I need some help to understand y (hat) = sigma * (w (T) * x + b) model. What does w transpose mean? I understand x is a feature vector, why do we use w transpose?

Thanks!

I need some help to understand y (hat) = sigma * (w (T) * x + b) model. What does w transpose mean? I understand x is a feature vector, why do we use w transpose?

Thanks!

The transpose is needed because Prof Ng chooses the convention that all standalone vectors are formatted as column vectors. So both the weights vector w and the input vector x are n_x x 1 column vectors, where n_x is the number of features (elements) in each input vector.

Then the key is that we need to implement the following mathematical formulas in two steps. First there is the linear combination of w, x and the bias b:

z = \displaystyle \sum_{i = 1}^{n_x} (w_i * x_i) + b

Then we apply the non-linear sigmoid activation function to get the final output of logistic regression:

\hat{y} = \sigma(z)

So then the question is how to express that first linear combination (really “affine” transformation) to compute z using vector operations for efficiency. The easiest way is to write that sum of the products formula as a dot product:

z = w^T \cdot x + b

The way dot products work is that the inner dimensions need to agree. Both w and x are n_x x 1, so if we transpose w we have w^T is 1 x n_x vector. If you then dot 1 x n_x with n_x x 1, you end up with a 1 x 1 or scalar result, which is what we want. If you think about what “dot product” means, it is exactly that sum of the products of w_i * x_i for each pair of elements in the two vectors that is shown in the math formula above. But we need the transpose in order for the operation to work when the vectors have those dimensions.
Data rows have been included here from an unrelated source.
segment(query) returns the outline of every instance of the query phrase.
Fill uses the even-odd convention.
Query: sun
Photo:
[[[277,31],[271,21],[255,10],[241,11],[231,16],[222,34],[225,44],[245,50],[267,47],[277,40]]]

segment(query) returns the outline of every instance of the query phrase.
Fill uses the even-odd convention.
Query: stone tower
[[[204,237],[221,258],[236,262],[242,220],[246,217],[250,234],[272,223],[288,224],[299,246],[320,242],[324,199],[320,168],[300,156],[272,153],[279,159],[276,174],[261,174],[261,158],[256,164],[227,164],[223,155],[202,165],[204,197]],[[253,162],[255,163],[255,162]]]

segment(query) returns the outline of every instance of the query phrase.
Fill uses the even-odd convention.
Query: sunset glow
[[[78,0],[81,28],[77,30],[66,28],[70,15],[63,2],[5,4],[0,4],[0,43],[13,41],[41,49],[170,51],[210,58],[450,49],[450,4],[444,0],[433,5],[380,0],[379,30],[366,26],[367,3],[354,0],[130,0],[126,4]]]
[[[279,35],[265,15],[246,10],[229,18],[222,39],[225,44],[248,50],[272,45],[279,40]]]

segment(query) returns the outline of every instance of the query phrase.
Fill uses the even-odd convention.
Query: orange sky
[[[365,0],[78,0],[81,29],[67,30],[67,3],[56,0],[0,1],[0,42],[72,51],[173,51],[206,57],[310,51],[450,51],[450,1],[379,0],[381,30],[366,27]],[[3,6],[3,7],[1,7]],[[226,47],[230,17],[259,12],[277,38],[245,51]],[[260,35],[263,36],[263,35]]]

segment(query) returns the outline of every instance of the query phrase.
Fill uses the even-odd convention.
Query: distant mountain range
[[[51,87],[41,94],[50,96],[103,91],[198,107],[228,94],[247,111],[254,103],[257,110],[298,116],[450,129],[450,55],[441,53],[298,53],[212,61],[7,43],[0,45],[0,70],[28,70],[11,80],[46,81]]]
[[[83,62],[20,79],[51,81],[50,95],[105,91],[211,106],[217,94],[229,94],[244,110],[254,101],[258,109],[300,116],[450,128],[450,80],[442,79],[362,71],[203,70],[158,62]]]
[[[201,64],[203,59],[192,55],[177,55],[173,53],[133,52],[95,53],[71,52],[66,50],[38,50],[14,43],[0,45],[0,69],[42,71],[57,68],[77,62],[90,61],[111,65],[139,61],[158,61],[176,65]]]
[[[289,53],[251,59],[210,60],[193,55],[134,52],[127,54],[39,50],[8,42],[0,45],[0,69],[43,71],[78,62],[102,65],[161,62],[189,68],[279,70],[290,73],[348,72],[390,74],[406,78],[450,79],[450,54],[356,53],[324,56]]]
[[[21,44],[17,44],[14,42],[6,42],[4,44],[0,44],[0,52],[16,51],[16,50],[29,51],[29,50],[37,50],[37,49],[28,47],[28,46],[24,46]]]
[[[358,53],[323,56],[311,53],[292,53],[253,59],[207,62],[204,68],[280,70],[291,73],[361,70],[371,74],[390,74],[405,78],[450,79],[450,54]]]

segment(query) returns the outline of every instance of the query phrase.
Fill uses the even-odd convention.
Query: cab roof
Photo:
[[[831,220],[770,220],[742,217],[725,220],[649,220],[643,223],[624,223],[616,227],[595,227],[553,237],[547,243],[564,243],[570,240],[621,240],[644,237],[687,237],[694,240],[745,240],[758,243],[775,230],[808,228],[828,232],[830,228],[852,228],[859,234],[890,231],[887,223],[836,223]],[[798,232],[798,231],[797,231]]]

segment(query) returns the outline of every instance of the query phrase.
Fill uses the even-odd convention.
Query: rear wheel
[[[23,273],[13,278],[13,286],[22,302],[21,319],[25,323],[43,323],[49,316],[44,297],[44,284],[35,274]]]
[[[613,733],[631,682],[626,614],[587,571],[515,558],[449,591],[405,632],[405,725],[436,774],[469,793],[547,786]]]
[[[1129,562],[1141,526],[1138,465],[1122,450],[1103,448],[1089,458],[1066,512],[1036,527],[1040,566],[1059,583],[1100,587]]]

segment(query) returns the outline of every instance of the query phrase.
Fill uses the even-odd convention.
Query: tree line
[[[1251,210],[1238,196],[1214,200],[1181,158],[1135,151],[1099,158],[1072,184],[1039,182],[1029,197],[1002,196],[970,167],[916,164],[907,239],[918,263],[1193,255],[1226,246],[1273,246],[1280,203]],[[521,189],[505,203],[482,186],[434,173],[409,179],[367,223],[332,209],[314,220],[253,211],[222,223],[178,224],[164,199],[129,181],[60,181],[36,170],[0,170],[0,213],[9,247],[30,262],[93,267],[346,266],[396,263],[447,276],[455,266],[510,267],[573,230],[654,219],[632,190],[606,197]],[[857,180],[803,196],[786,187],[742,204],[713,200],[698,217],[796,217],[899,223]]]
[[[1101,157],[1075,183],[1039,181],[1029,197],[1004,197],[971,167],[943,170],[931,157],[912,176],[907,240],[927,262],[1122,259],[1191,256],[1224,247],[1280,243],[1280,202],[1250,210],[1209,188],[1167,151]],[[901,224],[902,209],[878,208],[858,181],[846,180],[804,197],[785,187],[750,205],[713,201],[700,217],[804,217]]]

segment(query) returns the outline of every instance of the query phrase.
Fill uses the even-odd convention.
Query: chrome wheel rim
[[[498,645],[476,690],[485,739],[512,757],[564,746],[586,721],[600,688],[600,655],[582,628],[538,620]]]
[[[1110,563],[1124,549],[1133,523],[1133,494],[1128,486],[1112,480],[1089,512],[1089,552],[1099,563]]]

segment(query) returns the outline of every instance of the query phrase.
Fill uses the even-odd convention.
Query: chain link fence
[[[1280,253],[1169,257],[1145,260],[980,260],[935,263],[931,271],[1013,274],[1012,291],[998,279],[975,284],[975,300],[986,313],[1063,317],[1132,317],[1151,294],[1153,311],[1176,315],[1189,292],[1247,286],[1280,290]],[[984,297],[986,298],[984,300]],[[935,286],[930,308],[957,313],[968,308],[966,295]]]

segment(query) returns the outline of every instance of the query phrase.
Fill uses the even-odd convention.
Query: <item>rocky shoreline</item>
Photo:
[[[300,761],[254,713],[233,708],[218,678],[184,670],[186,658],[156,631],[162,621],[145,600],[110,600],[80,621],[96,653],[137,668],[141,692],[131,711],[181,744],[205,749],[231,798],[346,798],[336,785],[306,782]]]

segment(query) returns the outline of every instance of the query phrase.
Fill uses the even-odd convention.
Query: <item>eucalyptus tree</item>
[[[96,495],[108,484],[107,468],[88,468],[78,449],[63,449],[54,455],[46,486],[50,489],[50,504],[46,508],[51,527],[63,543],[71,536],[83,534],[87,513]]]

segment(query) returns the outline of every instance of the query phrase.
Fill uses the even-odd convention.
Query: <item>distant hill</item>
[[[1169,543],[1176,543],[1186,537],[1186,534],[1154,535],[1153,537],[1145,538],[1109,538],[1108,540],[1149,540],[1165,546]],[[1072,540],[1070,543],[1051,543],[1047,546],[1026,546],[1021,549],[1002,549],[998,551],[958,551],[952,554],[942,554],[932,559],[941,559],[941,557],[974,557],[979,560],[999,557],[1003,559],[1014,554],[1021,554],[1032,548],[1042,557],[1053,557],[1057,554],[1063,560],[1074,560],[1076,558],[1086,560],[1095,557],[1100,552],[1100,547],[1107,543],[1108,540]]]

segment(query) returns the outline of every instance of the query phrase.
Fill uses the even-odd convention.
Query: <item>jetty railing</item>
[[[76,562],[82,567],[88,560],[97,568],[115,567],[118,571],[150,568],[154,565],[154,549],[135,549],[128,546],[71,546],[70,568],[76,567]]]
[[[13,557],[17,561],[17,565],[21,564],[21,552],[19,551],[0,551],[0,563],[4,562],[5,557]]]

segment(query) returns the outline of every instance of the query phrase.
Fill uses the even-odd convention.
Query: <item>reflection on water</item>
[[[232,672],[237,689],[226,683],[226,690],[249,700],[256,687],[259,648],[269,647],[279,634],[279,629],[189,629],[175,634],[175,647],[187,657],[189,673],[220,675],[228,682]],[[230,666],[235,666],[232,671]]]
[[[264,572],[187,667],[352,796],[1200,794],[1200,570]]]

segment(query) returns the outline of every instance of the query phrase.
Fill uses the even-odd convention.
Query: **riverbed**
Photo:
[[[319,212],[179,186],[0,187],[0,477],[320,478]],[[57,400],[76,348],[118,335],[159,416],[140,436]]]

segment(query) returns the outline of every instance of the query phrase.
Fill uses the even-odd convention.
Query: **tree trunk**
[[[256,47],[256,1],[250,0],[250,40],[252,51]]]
But notice that then we can take one more step in vectorizing by concatenating m input x vectors to make an input matrix X which is now n_x x m (one column for each sample). Now you can compute all the individual \hat{y} values at once by doing this:

Z = w^T \cdot X + b

So we have 1 x n_x dot n_x x m, which gives us a 1 x m output. Then we get:

\hat{Y} = \sigma(Z)

There is one other thing worth saying here: Prof Ng first shows us Logistic Regression with the idea that you can consider it to be a “trivial” Neural Network that only has an output layer. Next week, he’ll show us how to add more layers to get a real Neural Network. In that case, the weights become matrices W^{[l]} with dimensions n^{[l]} x n^{[l-1]}, where n^{[l]} is the number of output neurons in layer l of the network. In that case, he gets to define the format of the W matrices and for simplicity chooses to orient them such that the transpose is no longer required.

Thank you! So is b in Z (capitalized) formula a 1xm row vector?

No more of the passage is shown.